I think a much better solution would be to examine why no one was notified. You can adjust the notification settings so that there is no delay at all. If you set the max_check_attempts to 1, and the first_notification_delay to 0, then Nagios will notify immediately for the problem, and will not retry the check at all before sending an alert.
greglynn85
Posts: 2
Joined: Fri Aug 17, 2012 4:28 am

Re: Keep Status until user intervention

Post by greglynn85 »

Many thanks for your reply.

The service desk did get an email notification about this, but no one was monitoring the group mailbox at this time. We have escaltions set up, but as the service recovered, we never got this.
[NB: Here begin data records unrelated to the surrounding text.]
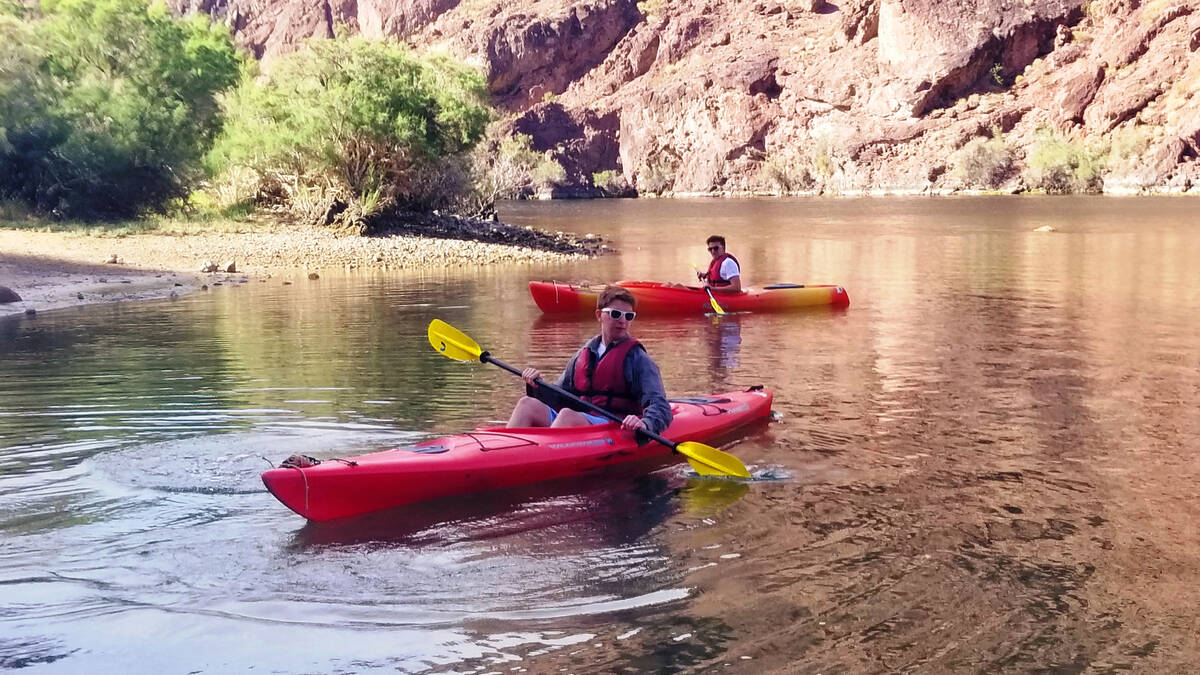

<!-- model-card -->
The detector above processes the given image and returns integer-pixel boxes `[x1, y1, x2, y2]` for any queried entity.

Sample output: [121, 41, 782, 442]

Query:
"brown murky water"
[0, 197, 1200, 673]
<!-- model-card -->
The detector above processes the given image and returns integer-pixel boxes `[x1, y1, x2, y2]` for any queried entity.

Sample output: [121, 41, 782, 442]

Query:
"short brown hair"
[596, 286, 637, 310]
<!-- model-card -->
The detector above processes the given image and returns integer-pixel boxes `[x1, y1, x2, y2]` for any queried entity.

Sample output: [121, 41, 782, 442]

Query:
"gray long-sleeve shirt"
[527, 335, 672, 434]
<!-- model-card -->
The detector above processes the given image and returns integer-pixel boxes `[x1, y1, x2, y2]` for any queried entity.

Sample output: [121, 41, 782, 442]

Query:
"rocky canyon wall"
[175, 0, 1200, 193]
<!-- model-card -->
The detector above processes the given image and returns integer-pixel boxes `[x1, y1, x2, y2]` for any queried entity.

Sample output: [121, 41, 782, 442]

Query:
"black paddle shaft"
[479, 352, 678, 450]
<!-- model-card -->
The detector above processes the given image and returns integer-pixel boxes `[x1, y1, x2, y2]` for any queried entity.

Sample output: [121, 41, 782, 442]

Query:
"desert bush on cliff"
[476, 129, 566, 202]
[949, 131, 1013, 190]
[758, 155, 817, 195]
[1105, 124, 1154, 179]
[1025, 129, 1106, 195]
[210, 36, 491, 227]
[592, 169, 632, 197]
[636, 154, 678, 195]
[0, 0, 240, 219]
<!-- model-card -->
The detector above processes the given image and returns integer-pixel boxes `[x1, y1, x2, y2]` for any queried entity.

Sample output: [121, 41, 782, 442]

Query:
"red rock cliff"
[175, 0, 1200, 193]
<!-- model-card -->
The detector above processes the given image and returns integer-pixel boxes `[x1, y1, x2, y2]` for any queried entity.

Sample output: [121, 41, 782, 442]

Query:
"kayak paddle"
[691, 262, 725, 316]
[430, 318, 750, 478]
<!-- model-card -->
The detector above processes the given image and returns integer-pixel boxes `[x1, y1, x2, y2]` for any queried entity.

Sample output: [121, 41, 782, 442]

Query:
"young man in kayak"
[696, 234, 742, 293]
[509, 286, 671, 434]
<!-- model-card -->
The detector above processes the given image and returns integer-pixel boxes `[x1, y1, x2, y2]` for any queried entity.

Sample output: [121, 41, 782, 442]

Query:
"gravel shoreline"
[0, 223, 604, 317]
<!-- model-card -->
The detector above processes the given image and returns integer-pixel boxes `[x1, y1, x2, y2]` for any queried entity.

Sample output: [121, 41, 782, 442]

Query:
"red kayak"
[263, 388, 772, 520]
[529, 281, 850, 315]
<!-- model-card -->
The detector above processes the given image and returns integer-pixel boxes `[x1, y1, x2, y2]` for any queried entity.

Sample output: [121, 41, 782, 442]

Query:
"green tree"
[210, 37, 491, 220]
[0, 0, 241, 217]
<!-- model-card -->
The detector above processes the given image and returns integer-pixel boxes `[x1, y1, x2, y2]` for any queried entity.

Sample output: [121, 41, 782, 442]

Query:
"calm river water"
[0, 197, 1200, 674]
If there was a way to keep the status of the server/service at critical/warning until user intervention then it would not be missed on the big screens in the office.

If this can not be done, we will have to review our monitoring process internally.
mguthrie
Posts: 4380
Joined: Mon Jun 14, 2010 10:21 am

Re: Keep Status until user intervention

Post by mguthrie »

That isn't really how Nagios works. The Nagios UI *needs* to be showing the *current* status information of what it is monitoring, otherwise if the information in the UI is out-of-date, and it isn't really monitoring anything. I would look at re-examining how alerting is handled from Nagios. If alerts are being missed altogether, then it might be worth emailing contacts directly, or having somewhere that the alerts aren't just going to disappear.
Locked